Voilà sans doute comment L. s’est installée dans ma vie, avec mon consentement, par une sorte d’envoûtement progressif.
J’ai souvent cherché quelle faille m’avait rendue si vulnérable. Si perméable.
Je recevais des lettres anonymes d’une violence croissante.
Mes enfants avaient quitté la maison et commencé à construire, ailleurs, une vie qui serait la leur.
L’homme que j’aimais était occupé par son travail, ses voyages, et les mille projets que je l’encourageais à accepter. Nous avions choisi ce mode de vie qui laissait place à d’autres obsessions, d’autres ardeurs. Par naïveté ou par excès de confiance, nous nous étions crus à l’abri de toute tentative de conquête.
À l’âge adulte, l’amitié se construit sur une forme de reconnaissance, de connivence : un territoire commun. Mais il me semble aussi que nous recherchons chez l’autre quelque chose qui n’existe en nous-même que sous une forme mineure, embryonnaire ou contrariée. Ainsi, avons-nous tendance à nous lier avec ceux qui ont su développer une manière d’être vers laquelle nous tendons sans y parvenir.
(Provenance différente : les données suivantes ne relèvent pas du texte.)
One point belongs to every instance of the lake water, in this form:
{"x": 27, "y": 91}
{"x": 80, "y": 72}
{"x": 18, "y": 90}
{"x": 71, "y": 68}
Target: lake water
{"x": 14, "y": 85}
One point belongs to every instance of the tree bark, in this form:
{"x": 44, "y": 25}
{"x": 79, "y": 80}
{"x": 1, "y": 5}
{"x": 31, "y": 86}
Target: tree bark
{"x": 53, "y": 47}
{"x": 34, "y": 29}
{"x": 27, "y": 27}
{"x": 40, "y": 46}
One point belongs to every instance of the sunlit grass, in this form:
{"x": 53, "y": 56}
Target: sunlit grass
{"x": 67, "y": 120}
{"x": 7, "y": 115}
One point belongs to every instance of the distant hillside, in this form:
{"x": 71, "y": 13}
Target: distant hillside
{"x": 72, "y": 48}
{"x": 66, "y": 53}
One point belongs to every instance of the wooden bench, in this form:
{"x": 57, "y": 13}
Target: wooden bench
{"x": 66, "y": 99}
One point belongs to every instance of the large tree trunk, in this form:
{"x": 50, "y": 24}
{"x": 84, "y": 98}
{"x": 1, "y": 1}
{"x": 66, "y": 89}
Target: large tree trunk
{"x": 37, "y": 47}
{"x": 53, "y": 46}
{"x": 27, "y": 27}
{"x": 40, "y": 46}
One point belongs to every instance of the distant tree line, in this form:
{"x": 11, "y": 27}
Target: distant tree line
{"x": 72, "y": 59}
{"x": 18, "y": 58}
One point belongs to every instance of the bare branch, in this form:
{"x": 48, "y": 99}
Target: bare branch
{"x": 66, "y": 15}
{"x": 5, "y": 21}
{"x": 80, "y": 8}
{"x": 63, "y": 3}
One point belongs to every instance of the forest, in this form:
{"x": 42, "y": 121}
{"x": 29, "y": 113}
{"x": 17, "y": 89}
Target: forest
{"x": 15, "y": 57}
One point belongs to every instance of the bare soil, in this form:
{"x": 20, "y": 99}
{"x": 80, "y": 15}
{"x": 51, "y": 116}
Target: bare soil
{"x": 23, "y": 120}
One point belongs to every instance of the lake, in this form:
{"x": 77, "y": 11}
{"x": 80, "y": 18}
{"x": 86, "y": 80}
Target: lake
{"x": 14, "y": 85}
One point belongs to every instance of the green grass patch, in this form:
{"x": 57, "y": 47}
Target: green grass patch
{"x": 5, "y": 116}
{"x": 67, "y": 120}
Je sais ce que j’admire chez chacune de mes amies. Je pourrais nommer, pour chacune d’elles, ce qu’elle abrite que je ne possède pas, ou en trop faible quantité.
L. sans doute incarnait à mes yeux une forme d’assurance, de réflexion, de conviction, dont je me sentais dépourvue.
L. est revenue presque tous les après-midi.
L., mieux que quiconque, devinait mon humeur, mes préoccupations, semblait avoir une connaissance préalable des événements qui me concernaient. Elle avait sur moi un ascendant qu’aucune de mes amies n’avait jamais eu.
L. se souvenait de tout. Depuis la toute première fois, elle avait enregistré la moindre anecdote, le moindre détail, les dates, les lieux, les prénoms mentionnés au détour d’une conversation. Il m’est arrivé de me demander si elle ne prenait pas des notes après chacune de nos rencontres. Aujourd’hui, je sais que c’était chez elle une seconde nature, une forme d’hypermnésie sélective.
L. en effet me semblait être la seule à avoir pris la mesure du combat que je menais, dont les enjeux sans doute pouvaient sembler dérisoires – que j’écrive ou non un livre ne changerait pas la marche du monde – mais L. avait compris qu’il s’agissait de mon centre de gravité.
L. m’était devenue nécessaire, indispensable. Elle était là. Et peut-être avais-je besoin de cela : que quelqu’un s’intéresse à moi de manière exclusive. N’abritons-nous pas tous ce désir fou ? Un désir venu de l’enfance auquel nous avons dû, parfois trop vite, renoncer. Un désir dont nous savons, à l’âge adulte, qu’il est égocentrique, excessif et dangereux. Auquel, pourtant, il nous arrive de céder.
L. sans doute comblait une sorte de vide dont je n’avais pas conscience, venait apaiser une peur que je ne savais pas nommer.
L. faisait ressurgir ce que je pensais avoir enfoui, réparé.
L. semblait combler cet insatiable besoin de consolation qui subsiste en chacun de nous.
Je n’avais pas besoin d’une nouvelle amie. Mais au fil de nos conversations, et dans cette attention constante qu’elle me portait, j’ai fini par croire que L. seule pouvait me comprendre.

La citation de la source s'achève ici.